In 50 first dates, which I know most of you have seen, Adam
Sandler calls her in a song "forgetful Lucy." She may forget what happened the day before, but he never gives up on making her fall in love with him everyday! I AM FORGETFUL LUCY!! I seriously need to be reminded of why I love my husband soooo much, and he has never stopped showing me his unconditional love. I can be rude, violent, aggressive, and most times.....A BRAT! Lol, and although he may not be good with words, he proves his feelings to me by his actions. Goes to show how actions do speak louder than words.
I know I always blog about love this, love that, all this love talk that is probably making you want to puke. BUT I got to give it up to the man who always keeps me loving him harder and harder day by day. Having kids can really change your whole relationship. Changes more than you think. I'm just thankful Travis is passionate enough to still be able to remind me how much he adores the heck out me.

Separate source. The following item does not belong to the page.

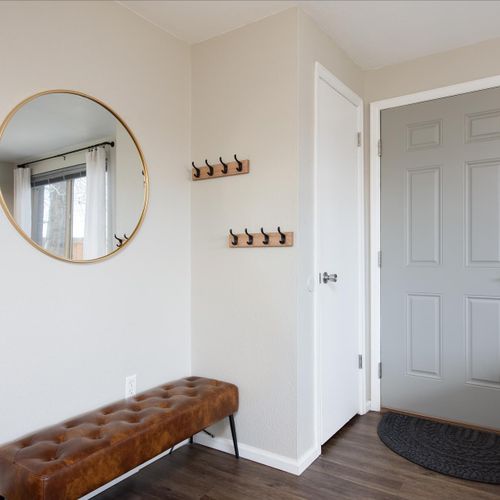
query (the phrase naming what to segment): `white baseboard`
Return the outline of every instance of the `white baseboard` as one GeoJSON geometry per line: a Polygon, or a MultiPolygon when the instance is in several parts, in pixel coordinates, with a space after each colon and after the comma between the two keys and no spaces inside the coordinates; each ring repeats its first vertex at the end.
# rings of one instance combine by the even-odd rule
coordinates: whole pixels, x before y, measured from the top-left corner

I know we haven't been together for a very long time, but the effort he puts in is beyond amazing- I know it's real. He proves it daily.
I guess what I'm trying to say is we get caught up in other things, we don't realize the little things that are really the simple pleasures of life. Of why things work out in the long run. At times we can be the "forgetful Lucy." But just as long as we're being shown effort through action, it is all that matters.
He continues to be my teacher. I love him for that. Thank you babe! Xo.